The argument for a wildlife bridge on I-70 near Vail Pass arises out of years of study by state agencies and environmental groups, seeking to identify the most advantageous points for breaching the Berlin Wall. The location is an ideal one, backers say, in part because of the presence of the relatively undisturbed Holy Cross and Eagle's Nest wilderness areas on either side of I-70.
"It isn't an area where you're going to see the most roadkill," Kintsch says. "It's not a major migratory pathway; you don't have huge numbers of deer and elk passing through on a seasonal basis. But it is a high-priority crossing for ecological reasons."

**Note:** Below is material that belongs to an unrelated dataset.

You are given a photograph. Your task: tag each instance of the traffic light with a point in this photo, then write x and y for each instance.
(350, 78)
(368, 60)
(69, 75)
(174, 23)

Three years ago, when she was a program director at the Southern Rockies Ecosystem Project (now part of the Center for Native Ecosystems), Kintsch helped coordinate a "citizen science" wildlife monitoring effort. Volunteers set up motion-triggered cameras at potential crossing areas along I-70 between Copper Mountain and Vail and returned frequently to swap out memory cards. By the time the project concluded in 2008, the cameras had recorded thousands of images of wildlife — a teeming, largely nocturnal world of deer, elk, bears, coyotes and others on the fringes of the highway.
"We got a good sense of how active they were," says Paige Bonaker, a staff biologist at the Center for Native Ecosystems who worked on the project. By using hair snares, scat and track surveys and other methods, Bonaker was able to determine that there were additional animals in close proximity to the interstate, including pine martens, that weren't always picked up by the cameras.
Among the busiest crossing points were areas down the valley on the west side of the pass, closer to Vail, where high bridge spans had left roomy passage underneath. The bridges hadn't been built with wildlife in mind, but they worked perfectly; the four-legged pedestrians had little problem moving at will through the area.
So why build an expensive overpass further up the pass? Because the bridges end as you head east, leaving miles of deadly at-grade crossing. Because large animals prefer the openness of an overpass to the confined space of a culvert. Because an interagency panel convened to study the issue identified milepost 187.4 as the ideal site, in terms of vegetation, topography, a relative lack of a human recreational presence (compared to, say, the top of the pass) and high usage by wildlife.